States are chasing patients around emergency departments until they sign over their private health insurance, according to health minister Greg Hunt.
Speaking on radio after last week's release of data from the Australian Institute of Health and Welfare, which revealed a significant jump in the number of public hospital separations funded by private insurers, Mr Hunt said the consequences were higher premiums and longer public hospital waiting lists.
The report, which came on top of a Department of Health discussion paper that revealed a similar situation, showed private health insurance-funded hospitalisations increased from 8.2 per cent of all hospitalisations in 2006–07 to 13.9 per cent in 2015–16 - an average annual increase of 9.6 per cent.
At the same time, private health insurance-funded hospitalisations in private hospitals increased at an average annual rate of just 4.9 per cent.
Queensland, Victoria and South Australia appear to be at the centre of the shift to 'harvest' privately insured patients as a revenue raising mechanism.

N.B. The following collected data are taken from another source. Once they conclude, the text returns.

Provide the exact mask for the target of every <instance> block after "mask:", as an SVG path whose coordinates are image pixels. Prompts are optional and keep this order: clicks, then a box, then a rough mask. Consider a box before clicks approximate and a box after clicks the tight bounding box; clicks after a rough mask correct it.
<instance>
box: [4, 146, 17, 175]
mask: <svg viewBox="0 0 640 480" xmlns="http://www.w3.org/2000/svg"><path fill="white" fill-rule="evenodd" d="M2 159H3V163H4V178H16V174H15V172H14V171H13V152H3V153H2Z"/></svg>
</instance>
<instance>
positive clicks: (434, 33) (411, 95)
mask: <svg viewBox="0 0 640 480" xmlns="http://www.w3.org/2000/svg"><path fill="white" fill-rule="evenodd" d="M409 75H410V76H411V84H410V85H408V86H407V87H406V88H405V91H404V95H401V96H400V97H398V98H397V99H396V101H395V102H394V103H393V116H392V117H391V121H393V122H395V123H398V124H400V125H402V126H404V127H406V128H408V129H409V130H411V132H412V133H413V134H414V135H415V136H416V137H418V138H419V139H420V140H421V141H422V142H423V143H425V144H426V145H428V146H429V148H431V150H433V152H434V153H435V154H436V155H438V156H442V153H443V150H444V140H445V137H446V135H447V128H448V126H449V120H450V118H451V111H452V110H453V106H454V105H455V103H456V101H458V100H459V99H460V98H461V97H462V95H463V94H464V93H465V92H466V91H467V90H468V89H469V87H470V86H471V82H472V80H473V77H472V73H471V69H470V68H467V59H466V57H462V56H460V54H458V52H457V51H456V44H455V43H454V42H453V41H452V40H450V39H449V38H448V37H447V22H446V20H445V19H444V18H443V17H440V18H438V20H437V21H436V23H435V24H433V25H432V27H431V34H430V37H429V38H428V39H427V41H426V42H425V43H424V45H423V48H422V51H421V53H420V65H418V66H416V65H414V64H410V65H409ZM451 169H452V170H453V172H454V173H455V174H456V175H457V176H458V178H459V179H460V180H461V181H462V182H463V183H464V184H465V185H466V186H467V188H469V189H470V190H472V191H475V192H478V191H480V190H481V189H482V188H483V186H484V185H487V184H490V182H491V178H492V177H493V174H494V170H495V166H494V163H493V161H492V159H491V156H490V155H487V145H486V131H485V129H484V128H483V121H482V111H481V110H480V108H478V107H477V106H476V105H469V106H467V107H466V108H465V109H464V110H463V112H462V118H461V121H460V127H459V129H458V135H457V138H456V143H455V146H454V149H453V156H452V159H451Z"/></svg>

"I think this process at the moment of what I call ‘harvesting’, where some state governments...will literally chase patients around the emergency department until they sign over their private hospital and private health insurance rights. That’s not appropriate," said Mr Hunt.
A document obtained by HealthDispatch shows a senior public hospital administrator in South Australian explaining how hospital admission procedures should be varied to encourage patients admitted through emergency departments to elect to use their private health insurance.
It describes admitting patients as 'private for accommodation only', under which they have no choice of doctor, are treated as a public patient, and the only purpose - stated - of electing to use their private health insurance is to raise money for the hospital.
According to the minister, following on from other recently announced reforms, "...we will now pursue, through the next hospitals agreement with the states, greater controls over this practice of harvesting private patients in public hospitals, of literally just chasing them around the emergency department and trying to put the pressure on them, when that’s not an appropriate thing to do."